Escuta Missionária 2018 – Índia

1 de fevereiro de 2018    

Foto: arquivo pessoal

Ao longo dos últimas dias iniciamos uma jornada única, sair de nosso país para conhecer a realidade missionária em outros lugares é algo tão marcante, certamente não seremos os mesmos. Você deve se perguntar, mas com tantos lugares precisando de atenção em nosso país, por que visitar a Índia? Levar líderes, músicos e empresários nessa empreitada, por quê?

Como um movimento de mobilização, nos vemos entre dois universos, de uma lado uma igreja cheia de projetos, recursos e força de trabalho, do outro, vemos milhares de pessoas vivendo sem a chance de, se quer, tropeçar em um cristão, missionários que podemos contar nos dedos e uma pressão social e espiritual que só quem respira o ar desses lugares pode descrever.

A equipe

No último dia 25 de janeiro, nossa equipe iniciou essa jornada, partimos do Brasil para a Índia, passamos por  Nova Delhi  Dehradun, Clement Town, onde vivem refugiados tibetanos, em Rajpur, uma pequena cidadezinha ao norte de Dehradun, visitamos uma escola que trabalha no modelo de negócios como missões. visitamos diferentes templos em Haridwar e fomos ao Rio Ganges para o Ganga Aarti (adoração diária ao rio Ganges que acontece no nascer e pôr do sol há mais de 100 anos).  

Entre os integrantes de nossa equipe estavam músico PC Baruk e sua esposa, Rebeca Nemer, Lorena Chaves e Thiago Thal, a empresária Bruna Mendes, o empresário Wagner Silva, o Missionário Breno Vieitas e o empresário Raphael de Paula que declarou: “Nunca imaginei que existisse uma realidade como esse lugar, as imagens e vídeos não descrevem a real realidade de um povo não alcançado pela GRAÇA, a atmosfera espiritual é densa, as imagens, a crença, a adoração aos deuses são elementos místicos das cadeias invisíveis de satanás. Ele, o diabo , tem sido o grande arquiteto do engano, ludibriando os seres humanos criados à imagem de Deus e desfigurando a beleza da criação divina  com as faces do inferno. O diabo não está brincando e a Igreja não pode esquecer disso. Nós temos uma missão, e precisamos cumpri-la.”
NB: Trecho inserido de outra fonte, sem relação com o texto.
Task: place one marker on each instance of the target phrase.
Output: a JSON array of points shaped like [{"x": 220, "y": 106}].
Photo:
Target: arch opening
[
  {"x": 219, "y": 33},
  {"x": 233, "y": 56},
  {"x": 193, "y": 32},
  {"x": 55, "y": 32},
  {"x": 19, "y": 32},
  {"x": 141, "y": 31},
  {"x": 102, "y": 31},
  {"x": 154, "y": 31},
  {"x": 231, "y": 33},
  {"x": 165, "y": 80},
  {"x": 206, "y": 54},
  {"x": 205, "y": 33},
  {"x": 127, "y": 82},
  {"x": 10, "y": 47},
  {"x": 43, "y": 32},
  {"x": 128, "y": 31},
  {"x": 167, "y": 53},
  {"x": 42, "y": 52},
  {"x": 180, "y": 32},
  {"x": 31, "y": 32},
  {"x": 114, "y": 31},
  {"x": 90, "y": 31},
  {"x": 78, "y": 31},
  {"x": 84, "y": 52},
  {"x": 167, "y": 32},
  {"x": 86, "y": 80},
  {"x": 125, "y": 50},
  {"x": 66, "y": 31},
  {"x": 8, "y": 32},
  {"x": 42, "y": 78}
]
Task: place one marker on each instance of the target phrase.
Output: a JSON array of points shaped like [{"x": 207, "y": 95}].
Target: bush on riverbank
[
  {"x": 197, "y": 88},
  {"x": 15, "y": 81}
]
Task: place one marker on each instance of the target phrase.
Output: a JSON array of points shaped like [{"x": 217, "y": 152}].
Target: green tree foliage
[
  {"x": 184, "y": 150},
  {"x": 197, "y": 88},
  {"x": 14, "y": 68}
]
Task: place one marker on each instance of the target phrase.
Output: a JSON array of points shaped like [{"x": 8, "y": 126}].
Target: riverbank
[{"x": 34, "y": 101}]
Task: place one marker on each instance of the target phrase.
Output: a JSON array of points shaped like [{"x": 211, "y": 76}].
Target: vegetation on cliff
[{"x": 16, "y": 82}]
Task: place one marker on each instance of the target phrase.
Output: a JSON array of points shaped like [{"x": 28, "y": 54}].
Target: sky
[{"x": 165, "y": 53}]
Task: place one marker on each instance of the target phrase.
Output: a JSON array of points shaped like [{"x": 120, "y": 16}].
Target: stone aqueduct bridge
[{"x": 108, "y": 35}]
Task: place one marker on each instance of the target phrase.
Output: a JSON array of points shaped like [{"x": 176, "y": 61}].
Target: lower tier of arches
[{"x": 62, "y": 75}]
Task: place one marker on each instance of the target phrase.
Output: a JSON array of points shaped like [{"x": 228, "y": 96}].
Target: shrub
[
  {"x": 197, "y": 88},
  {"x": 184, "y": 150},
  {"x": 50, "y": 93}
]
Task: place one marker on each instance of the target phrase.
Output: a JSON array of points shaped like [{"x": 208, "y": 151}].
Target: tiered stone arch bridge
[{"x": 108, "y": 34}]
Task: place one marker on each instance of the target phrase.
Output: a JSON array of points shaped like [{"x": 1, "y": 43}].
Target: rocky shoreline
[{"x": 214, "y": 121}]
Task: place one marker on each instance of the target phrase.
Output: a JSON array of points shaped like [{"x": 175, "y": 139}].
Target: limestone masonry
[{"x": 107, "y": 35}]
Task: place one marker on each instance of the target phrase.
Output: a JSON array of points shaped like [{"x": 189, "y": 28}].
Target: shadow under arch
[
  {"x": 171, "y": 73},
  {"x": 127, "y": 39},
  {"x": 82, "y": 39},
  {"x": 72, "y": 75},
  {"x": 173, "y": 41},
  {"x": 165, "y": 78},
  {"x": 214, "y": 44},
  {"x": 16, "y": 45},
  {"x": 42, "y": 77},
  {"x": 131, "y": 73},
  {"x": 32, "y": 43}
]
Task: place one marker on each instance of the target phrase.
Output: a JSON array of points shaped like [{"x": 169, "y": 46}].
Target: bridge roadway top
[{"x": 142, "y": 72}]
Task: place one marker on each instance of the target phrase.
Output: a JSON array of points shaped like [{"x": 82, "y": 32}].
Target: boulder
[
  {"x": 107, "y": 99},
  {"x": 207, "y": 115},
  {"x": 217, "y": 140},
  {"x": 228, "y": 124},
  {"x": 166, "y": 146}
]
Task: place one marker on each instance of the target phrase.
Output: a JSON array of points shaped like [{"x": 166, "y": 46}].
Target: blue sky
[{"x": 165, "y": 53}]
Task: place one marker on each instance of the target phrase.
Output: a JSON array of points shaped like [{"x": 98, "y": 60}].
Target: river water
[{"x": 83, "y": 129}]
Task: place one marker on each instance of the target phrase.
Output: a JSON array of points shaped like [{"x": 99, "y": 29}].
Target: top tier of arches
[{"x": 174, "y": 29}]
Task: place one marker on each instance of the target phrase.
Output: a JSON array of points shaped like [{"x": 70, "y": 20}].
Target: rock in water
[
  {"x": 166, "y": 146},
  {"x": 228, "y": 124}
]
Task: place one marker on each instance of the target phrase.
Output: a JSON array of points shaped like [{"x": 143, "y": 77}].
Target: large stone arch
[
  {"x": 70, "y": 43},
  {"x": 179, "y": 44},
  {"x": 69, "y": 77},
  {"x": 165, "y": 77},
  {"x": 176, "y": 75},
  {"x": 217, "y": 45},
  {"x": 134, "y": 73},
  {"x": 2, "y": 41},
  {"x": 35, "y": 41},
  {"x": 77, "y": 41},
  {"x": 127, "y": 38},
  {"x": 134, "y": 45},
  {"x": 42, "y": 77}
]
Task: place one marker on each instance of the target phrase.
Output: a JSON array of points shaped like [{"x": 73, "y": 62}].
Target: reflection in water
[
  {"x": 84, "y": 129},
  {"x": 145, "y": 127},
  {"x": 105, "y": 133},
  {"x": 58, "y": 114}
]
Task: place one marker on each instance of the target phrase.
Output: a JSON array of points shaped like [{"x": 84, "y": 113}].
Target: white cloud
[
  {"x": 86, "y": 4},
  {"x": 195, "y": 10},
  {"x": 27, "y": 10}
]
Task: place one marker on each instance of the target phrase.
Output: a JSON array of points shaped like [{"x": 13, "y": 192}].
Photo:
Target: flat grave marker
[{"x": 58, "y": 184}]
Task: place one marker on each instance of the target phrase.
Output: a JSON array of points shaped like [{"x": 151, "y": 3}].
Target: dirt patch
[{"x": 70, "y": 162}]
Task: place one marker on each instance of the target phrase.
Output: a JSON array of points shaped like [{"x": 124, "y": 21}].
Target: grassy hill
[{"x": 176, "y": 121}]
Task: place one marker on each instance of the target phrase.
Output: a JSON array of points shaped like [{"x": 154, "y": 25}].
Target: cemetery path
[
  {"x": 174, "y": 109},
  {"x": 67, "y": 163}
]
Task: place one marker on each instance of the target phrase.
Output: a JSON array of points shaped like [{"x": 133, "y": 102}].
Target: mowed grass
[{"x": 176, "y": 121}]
Acompanhados de perto por obreiros brasileiros que atuam nesses locais, nem de longe nos aproximamos de uma viagem turística. Tudo nos voltava para a urgência das ações missionárias da Igreja Brasileira, as caminhadas de oração, as conversa com líderes locais, tomar conhecimento sobre dados e realidades que servem para nos trazer uma grande experiência e conhecimento do mundo missionário. Como por exemplo: Você sabe qual é a religião que mais persegue os cristãos na Ásia? Você sabia que na Turquia existem mais cristãos do que na França? Sabia que no Irã existe uma igreja maior que a igreja do Uruguai? Sabia que a maioria das igrejas na Europa ministram louvores apenas com playback por que não existem músicos convertidos o suficiente? E que na Itália, os jovens da igreja evangélica representam menos de 0,3 % da comunidade? E na Índia a religião mais agressiva contra os cristãos não é o islã? E que a maioria dos jovens na Holanda, abaixo de 20 anos não acredita em Jesus, mas por que nunca ouviram a história da crucificação?

A visão do “missionário anfitrião”

Um dos obreiros brasileiros atuando na região declarou: “Por 5 dias tivemos o privilégio de receber a visita de irmãos muito especiais, representando diferentes áreas da Igreja Brasileira – pastores, músicos, cantores, artistas e homens e mulheres de negócios. Eles vieram com o coração aberto para ver e ouvir sobre como o Senhor pode usá-los para que vejamos o Evangelho avançando entre aqueles que ainda não ouviram. Foram dias de entender um pouco mais de uma realidade muito diferente da realidade brasileira, dias de olhar com compaixão para aqueles que ainda esperam e dias de desafio, para poder voltar e compartilhar com a igreja brasileira aonde ainda precisamos chegar. Eles saíram daqui com o coração quebrantado e nós ficamos com o coração agradecido por tê-los recebido e confiantes de que o Senhor vai usá-los para encorajar, desafiar e abençoar a muitos.”

Cremos que a Escuta Missionária é uma nova experiência, uma nova forma de visitar países, é olhar com os olhos missionários, pois embora passamos por muitos desses países como turistas para conhecer construções, arquitetura, história, etc. Não podemos desconsiderar que muitos deles são verdadeiros cemitérios espirituais. Cremos que o Deus está amadurecendo a cada dia a visão para ser cada vez mais atuante, desde o nosso bairro até os países mais distantes. Que o Senhor nos abençoe e abra nossos corações para ouvir a Sua voz!